The idea of farm or fork was not a cool or sexy term. It was simply life. This practical way had a very spiritual base. It was founded on reverence and appreciation – the basis of thanksgiving itself.
They also believed, as many people still do, that Samahin was a time when the veil between living and dead, fantasy and real, was at it’s thinnest. In this place between the world is where the magic or mischief takes place. Navajo stories tell that coyote was created at the point that dawn first met the earth – this magical, elusive trickster lives outside of time. Like Hallow’een, this is the moment of elusive shadow. Halloween is like the twilight of the year.
There is much to learn from the shadows that we ignore through the year. Coyote will invite us to look at situations with a humongous dose of comedy and a bit of self-depreciation – if only to gain a new perspective.

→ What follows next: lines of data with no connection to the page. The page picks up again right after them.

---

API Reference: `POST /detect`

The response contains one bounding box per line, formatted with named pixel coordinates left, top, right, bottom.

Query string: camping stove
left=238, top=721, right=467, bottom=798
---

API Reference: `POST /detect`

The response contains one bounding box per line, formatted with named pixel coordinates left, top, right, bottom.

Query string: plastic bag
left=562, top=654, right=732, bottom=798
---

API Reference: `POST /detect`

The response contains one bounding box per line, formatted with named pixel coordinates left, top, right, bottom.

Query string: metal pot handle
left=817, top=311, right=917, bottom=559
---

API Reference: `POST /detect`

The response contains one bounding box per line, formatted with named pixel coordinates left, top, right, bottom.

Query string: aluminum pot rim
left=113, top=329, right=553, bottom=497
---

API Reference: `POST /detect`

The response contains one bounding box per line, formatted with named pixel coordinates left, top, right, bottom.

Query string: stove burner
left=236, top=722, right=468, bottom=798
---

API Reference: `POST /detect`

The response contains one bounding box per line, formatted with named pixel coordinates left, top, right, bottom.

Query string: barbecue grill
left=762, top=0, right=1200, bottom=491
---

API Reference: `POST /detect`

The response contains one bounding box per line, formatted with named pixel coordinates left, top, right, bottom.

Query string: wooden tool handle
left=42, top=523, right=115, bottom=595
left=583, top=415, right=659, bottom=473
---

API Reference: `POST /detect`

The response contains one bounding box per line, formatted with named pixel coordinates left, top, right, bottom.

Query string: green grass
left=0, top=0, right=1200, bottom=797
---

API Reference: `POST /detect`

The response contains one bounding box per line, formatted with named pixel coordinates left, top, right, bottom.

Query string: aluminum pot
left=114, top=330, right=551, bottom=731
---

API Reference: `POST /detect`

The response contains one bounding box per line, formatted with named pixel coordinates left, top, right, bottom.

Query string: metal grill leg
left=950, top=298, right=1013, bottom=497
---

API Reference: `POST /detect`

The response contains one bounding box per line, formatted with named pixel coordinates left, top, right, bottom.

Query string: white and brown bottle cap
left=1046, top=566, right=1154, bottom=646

What is magick? Nothing more or less than a suspension of disbelief to allow space for the miraculous. In this glorious moment we feel amazed by life itself and connected to all that is just a little bit deeper. Whether that connection is about the harvest, some one has recently crossed or a desire to connect with your shadow self – the side of you that you are more than reticent to showcase.. Hallows or Samhain carves out the space for you to try on a new face.